If your partner is suffering with depression and it is impacting you negatively, then there are certain ways you can help your partner and make your relationship better.
“Every man has his secret sorrows which the world knows not; and often times we call a man cold when he is only sad.” – Henry Wadsworth Longfellow
Knowing how to deal with your spouse’s depression may just save your marriage.
There’s no question that depression is a beast — both for the person suffering from it, and for spouses and partners. Depression rocks even the healthiest of relationships. It’s like a sieve that filters the information a person processes.
The negatives infiltrate the person’s mind while they weed out the positives. Depressed people view themselves, their relationships, and the world through a lens that is bleak, discouraging and hopeless.
When a spouse is living with or trying to learn how to deal with depression, things are quite trying. Here are some specific ways that depression is affecting your relationship:
- Your spouse views marital interactions through a negative lens. For example, if there’s a disagreement, your spouse might jump to the conclusion that the marriage will end in divorce or that you were being hurtful on purpose.
- Your spouse doesn’t feel like engaging in enjoyable activities that you used to look forward to doing as a couple, such as going out to dinner, seeing friends, or going on walks.
- Your spouse no longer feels like having sex.
- Your spouse has difficulty following through with his or her responsibilities in running the household: doing chores, paying the bills, or driving the children to and from activities.
- Your spouse frequently vents his or her frustrations or excessively seeks reassurance about small matters.
- Your spouse engages in unhealthy behaviors to escape despair: drinking, using drugs, gambling, or overspending.
- You might feel as if you’re “walking on eggshells” and feel concerned that you might say or do the wrong thing, which will just make your spouse’s depression worse.

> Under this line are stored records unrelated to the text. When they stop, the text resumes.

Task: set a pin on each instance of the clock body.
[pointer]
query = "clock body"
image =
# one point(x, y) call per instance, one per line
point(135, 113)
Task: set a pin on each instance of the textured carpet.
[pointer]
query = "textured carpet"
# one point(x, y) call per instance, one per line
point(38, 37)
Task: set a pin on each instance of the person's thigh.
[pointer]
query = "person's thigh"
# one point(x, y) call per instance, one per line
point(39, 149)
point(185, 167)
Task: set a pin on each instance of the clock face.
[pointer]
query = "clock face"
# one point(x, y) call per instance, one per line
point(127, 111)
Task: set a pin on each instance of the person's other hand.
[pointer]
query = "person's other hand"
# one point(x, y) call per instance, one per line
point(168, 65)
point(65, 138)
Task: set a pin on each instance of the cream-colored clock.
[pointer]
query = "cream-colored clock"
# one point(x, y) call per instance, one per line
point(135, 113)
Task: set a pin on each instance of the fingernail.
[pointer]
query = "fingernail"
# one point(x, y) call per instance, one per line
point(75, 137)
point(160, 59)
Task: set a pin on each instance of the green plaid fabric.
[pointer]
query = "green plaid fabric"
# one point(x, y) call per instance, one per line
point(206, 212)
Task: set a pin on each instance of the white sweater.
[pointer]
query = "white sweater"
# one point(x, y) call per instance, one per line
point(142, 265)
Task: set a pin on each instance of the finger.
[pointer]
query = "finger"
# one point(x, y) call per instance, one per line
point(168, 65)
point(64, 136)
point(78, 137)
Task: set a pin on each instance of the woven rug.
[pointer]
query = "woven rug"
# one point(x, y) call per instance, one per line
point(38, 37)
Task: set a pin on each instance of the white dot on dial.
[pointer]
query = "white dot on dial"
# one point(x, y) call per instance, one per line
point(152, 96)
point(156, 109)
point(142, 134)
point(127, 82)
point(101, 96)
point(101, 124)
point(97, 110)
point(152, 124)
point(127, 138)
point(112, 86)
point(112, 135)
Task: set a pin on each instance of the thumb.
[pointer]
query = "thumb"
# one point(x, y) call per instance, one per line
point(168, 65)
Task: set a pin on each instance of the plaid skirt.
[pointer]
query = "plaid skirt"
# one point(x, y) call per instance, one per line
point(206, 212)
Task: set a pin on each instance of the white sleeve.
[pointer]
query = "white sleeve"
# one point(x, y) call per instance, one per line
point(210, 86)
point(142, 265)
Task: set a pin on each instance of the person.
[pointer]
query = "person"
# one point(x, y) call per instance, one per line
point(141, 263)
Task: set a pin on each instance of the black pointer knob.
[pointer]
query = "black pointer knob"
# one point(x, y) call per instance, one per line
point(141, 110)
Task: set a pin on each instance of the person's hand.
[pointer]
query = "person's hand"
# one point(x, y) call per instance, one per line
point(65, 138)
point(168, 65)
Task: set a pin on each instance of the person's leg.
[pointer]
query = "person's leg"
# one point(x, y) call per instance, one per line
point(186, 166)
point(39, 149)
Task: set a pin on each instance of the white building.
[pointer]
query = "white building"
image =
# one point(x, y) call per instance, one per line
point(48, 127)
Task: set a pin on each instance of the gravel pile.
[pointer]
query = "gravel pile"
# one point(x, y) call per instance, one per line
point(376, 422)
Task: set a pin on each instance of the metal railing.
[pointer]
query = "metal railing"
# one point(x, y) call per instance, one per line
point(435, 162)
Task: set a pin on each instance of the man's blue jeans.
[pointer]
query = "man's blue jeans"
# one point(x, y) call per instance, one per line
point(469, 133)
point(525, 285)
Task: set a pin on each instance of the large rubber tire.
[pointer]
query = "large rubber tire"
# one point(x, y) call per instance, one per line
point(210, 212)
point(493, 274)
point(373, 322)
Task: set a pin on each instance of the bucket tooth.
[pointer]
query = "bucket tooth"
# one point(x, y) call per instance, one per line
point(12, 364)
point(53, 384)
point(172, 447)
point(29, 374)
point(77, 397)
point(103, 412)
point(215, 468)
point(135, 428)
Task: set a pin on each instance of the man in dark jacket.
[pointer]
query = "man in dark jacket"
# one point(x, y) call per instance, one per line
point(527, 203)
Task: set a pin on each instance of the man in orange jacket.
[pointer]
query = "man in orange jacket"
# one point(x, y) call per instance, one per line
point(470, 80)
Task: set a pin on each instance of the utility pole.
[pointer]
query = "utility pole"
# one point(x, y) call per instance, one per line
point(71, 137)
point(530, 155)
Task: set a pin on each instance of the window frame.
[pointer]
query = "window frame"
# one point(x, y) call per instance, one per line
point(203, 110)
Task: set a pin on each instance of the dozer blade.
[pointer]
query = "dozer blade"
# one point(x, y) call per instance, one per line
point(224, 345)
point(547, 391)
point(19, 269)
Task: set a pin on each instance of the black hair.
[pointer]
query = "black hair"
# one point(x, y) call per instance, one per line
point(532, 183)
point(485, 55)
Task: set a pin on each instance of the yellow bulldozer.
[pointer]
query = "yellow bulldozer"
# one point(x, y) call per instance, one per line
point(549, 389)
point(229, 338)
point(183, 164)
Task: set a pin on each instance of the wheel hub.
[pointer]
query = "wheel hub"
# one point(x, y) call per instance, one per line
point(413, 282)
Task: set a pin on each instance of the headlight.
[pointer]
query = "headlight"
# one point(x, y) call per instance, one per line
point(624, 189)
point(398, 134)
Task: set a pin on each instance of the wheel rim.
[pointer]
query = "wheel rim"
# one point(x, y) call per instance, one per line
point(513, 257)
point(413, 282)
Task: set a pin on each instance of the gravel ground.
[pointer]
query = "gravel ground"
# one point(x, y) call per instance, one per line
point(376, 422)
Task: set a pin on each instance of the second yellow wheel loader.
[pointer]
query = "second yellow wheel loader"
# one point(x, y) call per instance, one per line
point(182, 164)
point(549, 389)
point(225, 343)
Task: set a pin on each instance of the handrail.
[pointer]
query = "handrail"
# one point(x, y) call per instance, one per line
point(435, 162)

What often follows is marital conflict and a sense of disconnect. You may begin to feel resentful, perceiving that you must take on the lion’s share of the household responsibilities, and become frustrated that depression is occupying so much space in the marriage.
You may begin to feel lonely, missing the company of your partner and wanting things in your relationship to go back to the way they were. You may even start to view the future through the same sort of bleak, hopeless lens, wondering if things will ever change.
Fortunately, there are many ways to support your spouse through depression, which has the potential to decrease the strength and duration of his or her episode. Research shows that social support or provision of care to another can buffer against depression.
Social support comes in many forms — nurturance, companionship, and practical advice.
“If you know someone who’s depressed, please resolve never to ask them why. Depression isn’t a straightforward response to a bad situation; depression just is, like the weather. Try to understand the blackness, lethargy, hopelessness, and loneliness they’re going through. Be there for them when they come through the other side. It’s hard to be a friend to someone who’s depressed, but it is one of the kindest, noblest, and best things you will ever do.” – Stephen Fry
The following are ways to put yourself in the best position to provide social support for your depressed spouse while, at the same time, taking care of yourself.
3 Tips To Help Deal with Your Partner’s Depression
1. Don’t take their behavior personally.
Depression skews the manner in which people view themselves, their relationships, and the world. It’s easy to become angry when you perceive that your spouse is unfairly accusing you of something, that he or she is rejecting you, or that he or she is generally being negative.